What this mother, Jackie Sims calls “pornographic” is nothing of the sort. She may deem the content inappropriate for her child, but she can’t legitimately call it pornographic because she would be the only person in the world to think so. You can’t call something pornographic just because you don’t like it and it involves certain parts of the human body. Is a vagina pornographic? Can it not be scientific? Or just a body part like an arm or a leg? I have read The Immortal Life of Henrietta Lacks and it doesn’t even tip the scales of a Romance novel, much less something more erotic and exhibitionist. Can something be pornographic when it isn’t sexual? My inclination is NO.

As Rebecca Skloot states, just because someone doesn’t like a book does not make the content controversial and the mother clearly is purposefully upping the ante by referring to the book as pornographic, especially considering that this is a book that her son’s SCHOOL recommended the students read. You can read my rant about book banning I wrote a few weeks ago here.

Sims’ son was given an alternative reading choice and yet this woman STILL continues to try to cause a problem. The school responded appropriately by offering a different book to read. But this woman clearly has a vendetta against Skloot, the book, and vaginas and cervixes.

According to an article published by wbir.com, “Her son has been provided with an alternate text, per district policy, but Sims said she wants the text out of the hands of all Knox County Schools students.” Not to mention, she says that the story could be told differently. If I were Skloot, I would find this insulting. But Skloot is likely too classy to let that irk her!

Let me just say that denying that sexuality exists, that women have cervixes and vaginas is ridiculous. Particularly in 2015. Have we not crossed this bridge yet, people? Clearly not.
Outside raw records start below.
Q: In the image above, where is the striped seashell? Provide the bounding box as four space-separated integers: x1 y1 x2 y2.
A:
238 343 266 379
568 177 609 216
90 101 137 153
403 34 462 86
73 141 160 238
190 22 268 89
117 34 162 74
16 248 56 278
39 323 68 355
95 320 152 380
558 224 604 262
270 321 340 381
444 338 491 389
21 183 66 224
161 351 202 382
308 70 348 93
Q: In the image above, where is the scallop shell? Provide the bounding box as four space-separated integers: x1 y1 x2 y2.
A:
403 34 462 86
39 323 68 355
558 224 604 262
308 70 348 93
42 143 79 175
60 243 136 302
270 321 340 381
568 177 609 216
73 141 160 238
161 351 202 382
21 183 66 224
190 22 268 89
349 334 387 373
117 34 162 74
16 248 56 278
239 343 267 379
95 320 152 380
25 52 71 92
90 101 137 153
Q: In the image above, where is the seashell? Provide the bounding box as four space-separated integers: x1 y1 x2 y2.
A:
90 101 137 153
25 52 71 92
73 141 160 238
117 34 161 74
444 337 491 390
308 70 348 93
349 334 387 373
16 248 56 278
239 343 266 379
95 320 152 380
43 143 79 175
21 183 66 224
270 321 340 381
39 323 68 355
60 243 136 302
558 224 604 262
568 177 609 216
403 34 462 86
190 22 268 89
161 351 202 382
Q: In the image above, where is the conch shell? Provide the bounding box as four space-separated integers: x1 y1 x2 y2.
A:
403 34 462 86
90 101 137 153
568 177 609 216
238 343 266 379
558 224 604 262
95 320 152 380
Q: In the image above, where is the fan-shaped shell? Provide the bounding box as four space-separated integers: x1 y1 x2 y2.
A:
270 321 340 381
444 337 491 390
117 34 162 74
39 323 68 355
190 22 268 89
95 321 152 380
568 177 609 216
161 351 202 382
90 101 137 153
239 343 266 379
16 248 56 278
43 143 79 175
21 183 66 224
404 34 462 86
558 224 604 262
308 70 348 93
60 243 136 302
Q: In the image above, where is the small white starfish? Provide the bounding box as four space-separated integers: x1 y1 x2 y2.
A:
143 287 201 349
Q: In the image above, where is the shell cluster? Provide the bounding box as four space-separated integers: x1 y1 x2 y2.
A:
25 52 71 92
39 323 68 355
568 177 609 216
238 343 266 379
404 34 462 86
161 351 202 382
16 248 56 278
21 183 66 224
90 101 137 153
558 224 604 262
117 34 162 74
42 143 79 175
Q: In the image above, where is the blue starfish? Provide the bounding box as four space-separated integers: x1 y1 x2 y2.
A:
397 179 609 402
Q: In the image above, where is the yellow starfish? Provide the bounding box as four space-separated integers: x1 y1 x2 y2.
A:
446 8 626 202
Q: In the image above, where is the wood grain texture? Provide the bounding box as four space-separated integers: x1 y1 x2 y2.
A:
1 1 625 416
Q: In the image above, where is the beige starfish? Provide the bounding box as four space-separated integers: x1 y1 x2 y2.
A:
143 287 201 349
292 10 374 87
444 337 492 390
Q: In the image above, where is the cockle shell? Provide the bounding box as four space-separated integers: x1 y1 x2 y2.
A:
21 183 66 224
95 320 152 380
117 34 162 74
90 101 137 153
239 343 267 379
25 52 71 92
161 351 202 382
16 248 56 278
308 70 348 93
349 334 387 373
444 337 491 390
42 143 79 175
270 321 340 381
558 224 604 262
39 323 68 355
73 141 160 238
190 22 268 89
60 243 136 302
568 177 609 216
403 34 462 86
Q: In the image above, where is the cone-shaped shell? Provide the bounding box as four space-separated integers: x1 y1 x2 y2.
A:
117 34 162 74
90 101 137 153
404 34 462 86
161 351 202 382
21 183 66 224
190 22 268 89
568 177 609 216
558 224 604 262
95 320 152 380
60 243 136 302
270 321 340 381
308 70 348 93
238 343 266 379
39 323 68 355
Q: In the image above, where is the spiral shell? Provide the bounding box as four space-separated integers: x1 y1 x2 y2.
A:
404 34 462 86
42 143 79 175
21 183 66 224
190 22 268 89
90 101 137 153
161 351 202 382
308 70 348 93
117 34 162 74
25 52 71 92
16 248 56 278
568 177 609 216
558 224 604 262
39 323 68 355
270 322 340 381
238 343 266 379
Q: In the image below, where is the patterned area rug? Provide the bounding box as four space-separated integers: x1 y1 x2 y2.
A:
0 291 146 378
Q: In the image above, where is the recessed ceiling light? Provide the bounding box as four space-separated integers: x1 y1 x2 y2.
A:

The thing that makes me saddest though? The fact that this story was beautifully told and it revealed the way that Lacks and her family were treated by the medical world.

Jezebal writes, “One might argue that the truly appalling thing in the book is that neither Lacks nor her family ever gave consent for her cells to be used. Long after she died of cervical cancer in 1951, the entire medical establishment made both enormous scientific gains and enormous financial ones from her body.” And I totally agree. When I read this book, I was outraged by how these poor people were treated and how the medical world capitalized off of them. But now, because of this woman in Kentucky, people will not remember the important messages and stories that Skloot tells in this book. Instead, they’ll remember it for the scene depicting Henrietta placing her finger on her cervix. And no, it won’t be because she finds the lump. People will be looking for pornography instead. Thanks for that…

3 thoughts on “Vaginas, Cervixes and Rebecca Skloot. Oh My!

  1. That’s a sad small-mindedness. I read the book and absolutely loved it. The book teaches so much about science, society, and civil rights issues. Anyone who reads it will gain a lot. That young man is missing out.